Grae Nonas, Bufalina
Grae Nonas isn't exactly a Tastemakers newcomer, but it's been seven years since he shared a nomination with Michael Fojtasek at Olamaie. A lot has changed since then: Nonas moved to and returned from Minneapolis, opened and closed pasta restaurant Le Cowboy during the pandemic, and ended up helming the new Bufalina in East Austin after the well-loved pizza restaurant let its decade-long lease lapse. It's a tall order to rebuild someone's favorite restaurant, but Nonas did it. The restaurant is back to serving its Neapolitan-style pizzas alongside Bufalina Due. It's not a far cry from Nonas' recent pasta venture, but here it's tradition that matters — not reinventing the wheel.
Sarah McIntosh, Épicerie
Pastry chef Sarah McIntosh really does it all. Currently nominated in the Pastry Chef of the Year category as well, she represents not just baked goods but an ideology about local foods at Épicerie. Part restaurant, part grocery, it's a little too quaint to call this a café and leave it at that. McIntosh's farm-to-table dishes go far beyond a brown paper bag lunch, from the must-haves (a croissant breakfast sandwich) to the luxurious (a local steak frites). She's another one of those busy Austin chefs who somehow makes all the events, but it's her slow bakes that really put her on the map. There's something beautiful about a pastry chef who branches out, but still stays caught in the layers of her first love.

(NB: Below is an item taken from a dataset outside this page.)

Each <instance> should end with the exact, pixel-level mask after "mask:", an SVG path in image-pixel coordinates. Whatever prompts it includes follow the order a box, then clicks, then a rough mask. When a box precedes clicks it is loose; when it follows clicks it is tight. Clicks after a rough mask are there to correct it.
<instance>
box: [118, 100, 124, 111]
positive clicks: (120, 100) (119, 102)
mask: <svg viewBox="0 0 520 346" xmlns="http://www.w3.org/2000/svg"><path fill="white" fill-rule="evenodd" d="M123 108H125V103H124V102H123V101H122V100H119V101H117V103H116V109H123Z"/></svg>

Tracy Malechek-Ezekiel, Birdie's
Birdie's gets a lot of attention for its wines, but the excellent food makes it a great place to really linger. (That's confirmed by its current nominations as Restaurant and Neighborhood Restaurant of the year.) Tracy Malechek-Ezekiel and her husband Arjav Ezekiel co-own the restaurant, and the casual air surely comes from the homey origins as much as from the counter service model. (The fresh pasta certainly doesn't work against its approachability, either.) The environment Malechek-Ezekiel has helped to create has been admired by the New York Times, Bon Appetit, Esquire, and more, but Austinites are surely thankful that despite the recognition, this neighborhood restaurant stays down-to-earth.